Fews Net estimates these initiatives will help the almost two million people in need of assistance.
Noting that droughts are getting more frequent, the government announced a strategy to build resilience and reduce vulnerability that focuses on strategic interventions such as social protection, income diversification schemes and micro-loans.
Kamoto now has been registered among families to benefit from a WFP initiative that is giving food to the poorest families from selected areas.
She is one of 1 089 beneficiaries in Traditional Authority Kapeni’s area who have received K8 840 cash transfer.
Besides, she also benefited from the first two phases of the programme. She received a 50 kilogramme bag of maize, 10 kilogrammes of cowpeas (khobwe) and 5kg of soya beans during the months of September and October.

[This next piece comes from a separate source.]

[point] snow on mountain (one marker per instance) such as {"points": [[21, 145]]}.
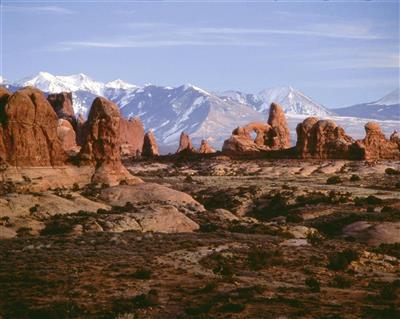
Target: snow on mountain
{"points": [[57, 83], [201, 114], [120, 85], [393, 98], [292, 101], [386, 108]]}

From November 28 to 30, WFP and its NGO partners disbursed cash transfers to 67 177 beneficiaries in Senior T/A Kapeni, T/A Lundu and T/A Machinjiri in Blantyre; T/A Sitola in Machinga and Senior T/A Makwangwala in Ntcheu.
WFP is expected to scale-up the programme to reach more beneficiaries and one more traditional authority in Mangochi.
Kamoto is optimistic about the future, saying she might use part of the money to restart her thobwa business which might bring more food on her table.
Ted Nowa, deputy chairperson of the overseeing committee in T/A Kapeni’s area, said the cash transfers will help reduce the impact of the economic woes in the area as well as the country.
“The relief food people got in September and October greatly helped,” said Nowa.
WFP was approached by the Department of Disaster Management Affairs to cushion people from the hunger situation after the Mvac report.
Government has joined forces with WFP and Airtel in a Cash Transfer Programme to help more than 100 000 people affected by food shortages in central and southern Malawi. Funding for the initiative is being provided by UKAid.
“In 2012/2013, WFP Malawi is supporting the Government of Malawi to assist nearly two million vulnerable people affected by food shortages. WFP will assist over 108 000 of these people through cash transfers and 1.8 million have already benefited from the programme.
“Through the cash transfers, WFP is addressing the food shortage in an innovative way through e-vouchers delivered by the messages on mobile phones, in the five T/As designated for cash transfers,” says Abdoulaye Diop, WFP country manager.
Meanwhile, analysis for 2012/2013 rainfall season says Malawi is expected to experience normal rainfall, but extreme weather events such as floods will occur in low lying areas.